Une pich'nette du pouce. Une flamme orange jaillit d'un briquet. Le bout de ma cigarette grille. Je prend une taffe. Je repense à mon meilleur ami Benny, mort, assassiné par les Irlandais. Je repense à ma fiancée, Sophia, dans le coma à l'hôpital depuis deux semaines, battue à mort par les Irlandais. Je repense à ma famille, je suis seul depuis le decès de mon père qui a lutté des années contre son cancer des poumons. Ces Irlandais m'ont pris deux personnes sur les trois qui ont jamais comptés dans mon coeur et dans ma vie. Putain de vengeance qui me brûle le sang, putain de colère qui m'obsède...
J'écrase ma clope à même le sol. Je me lève et je tombe nez-à-nez avec mon propre reflet dans le miroir. Je ne me reconnais pratiquement pas. De lourdes cernes noires maquillent mes yeux clairs, mes joues sont creuses, j'ai l'air d'un cadavre. Je me lance un sourire... Mon dieu, on dirait une grimace horrible destinée à faire chialer un moutard. Je me détourne de cette image fantôme du jeune homme que j'ai été. Du jeune homme joyeux et confiant que j'étais. Je chope ma casquette des Yankees et je la vise sur mes courts cheveux blonds. J'enfile mes converses noires, sans faire les lacets plus que ça, et je sors. Le poids du semi automatique dans ma poche me réconforte. Je me sens calibré.

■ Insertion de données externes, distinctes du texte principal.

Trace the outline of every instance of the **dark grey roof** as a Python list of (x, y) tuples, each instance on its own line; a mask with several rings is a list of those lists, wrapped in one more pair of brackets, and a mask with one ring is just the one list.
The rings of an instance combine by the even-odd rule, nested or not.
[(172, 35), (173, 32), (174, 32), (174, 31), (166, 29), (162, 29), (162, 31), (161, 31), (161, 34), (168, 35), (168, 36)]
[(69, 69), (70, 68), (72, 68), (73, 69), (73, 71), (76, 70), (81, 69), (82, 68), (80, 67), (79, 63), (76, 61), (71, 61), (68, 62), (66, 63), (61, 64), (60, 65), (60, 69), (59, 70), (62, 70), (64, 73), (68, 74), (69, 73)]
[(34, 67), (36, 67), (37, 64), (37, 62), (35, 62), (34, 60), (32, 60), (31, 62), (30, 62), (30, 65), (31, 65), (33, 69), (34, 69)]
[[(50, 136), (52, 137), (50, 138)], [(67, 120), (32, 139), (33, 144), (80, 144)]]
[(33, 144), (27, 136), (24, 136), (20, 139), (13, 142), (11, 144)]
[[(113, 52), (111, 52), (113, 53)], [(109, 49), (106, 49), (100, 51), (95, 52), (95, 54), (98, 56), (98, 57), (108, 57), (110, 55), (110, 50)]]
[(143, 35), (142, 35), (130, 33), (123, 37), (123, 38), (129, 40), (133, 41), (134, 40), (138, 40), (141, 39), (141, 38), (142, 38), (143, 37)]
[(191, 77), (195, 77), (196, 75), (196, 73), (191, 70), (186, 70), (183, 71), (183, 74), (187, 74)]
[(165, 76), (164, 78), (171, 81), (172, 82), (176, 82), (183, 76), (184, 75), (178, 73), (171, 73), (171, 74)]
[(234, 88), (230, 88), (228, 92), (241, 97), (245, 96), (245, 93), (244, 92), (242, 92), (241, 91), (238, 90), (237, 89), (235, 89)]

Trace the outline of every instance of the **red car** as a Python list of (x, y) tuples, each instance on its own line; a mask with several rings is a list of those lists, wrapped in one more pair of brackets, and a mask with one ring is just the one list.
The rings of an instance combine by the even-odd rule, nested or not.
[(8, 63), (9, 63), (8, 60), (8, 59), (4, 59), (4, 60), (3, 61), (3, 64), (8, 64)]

Il est là. De dos. Il est là, il est seul. Liam Mcvries, mieux connu comme chef des Irlandais, un gang de malfaiteurs qui sévit dans les banlieues craignos de New-York. Il lit le Times paisablement. Ses deux hommes de mains, Mickey et Big G ne sont pas là. Il est accoudé au comptoir de ce bar, et même le serveur n'est pas dans la pièce. Une occasion pareille ne se reproduira pas deux fois, et je le sais bien. J'ôte la sécurité. Mon bras s'arme, mais il tremble. Putain, je tremble... Je revois le visage de ma Sophia recouvert de bleus, machoire fêlée, nez cassé, bras dans le plâtre, trauma cranien. Les médecins lui ont rasé ses magnifiques cheveux bruns pour l'operer. Ils étaient tellement beaux ses cheveux... Je revois Benny, le moment ou j'ai retrouvé son corps sans vie, au fond d'une ruelle derrière ce pub, le Mc Mahon... Je me souviendrais toujours, il était allongé par terre, face contre-terre, baignant dans une flaque d'eau croupie et de son propre sang. Je me suis agenouillé près de lui, et je tremblais tout entier comme mon bras tremble maintenant. Je l'ai retourné et j'ai serré son corps froid dans mes bras. J'ai pleurais des heures sous la pluie, des heures dans la nuit.
Mon bras ne tremble plus. J'appuie sur la détente une foie et la balle traverse l'épaule de ce gros porc en train de s'allumer un cigare cubain. Pourquoi les caids et les hommes de pouvoir fument tous le cigare ? Il beugle comme l'animal qu'il est. Pas le temps de le laisser se retourner. Je tire une deuxième fois. Le projectile lui explose l'arrière de la tête. Son corps glisse du tabouret ou il était perché et s'écrase par-terre, sa tête fait un bruit de melon écrasé au moment de l'impact. Je lui ai fait éclater le caisson, pourtant je ne me sens pas mieux. J'ai assouvi ma vengeance, mais rien n'a changé en moi. Je me sens encore mort. J'ai pourtant réduit en charpies le cerveau des opérations, au sens aussi propre que figuré.
J'aurais du utilisé un silencieux, parce que le bruit va alerter tout le quartier. Je dois partir. Mais mes jambes ne bouge pas. Pourtant je vais quand même partir, dans un endroit ou l'horizon n'est pas qu'une trait fin au loin. A l'endroit ou les ténèbres sont lumières également. A l'endroit ou le mal est une fable. Je sens le canon de mon flingue sur ma tempe. Je ferme les yeux, et j'imagine cet horizon bleu. Je tire. Fin de l'histoire.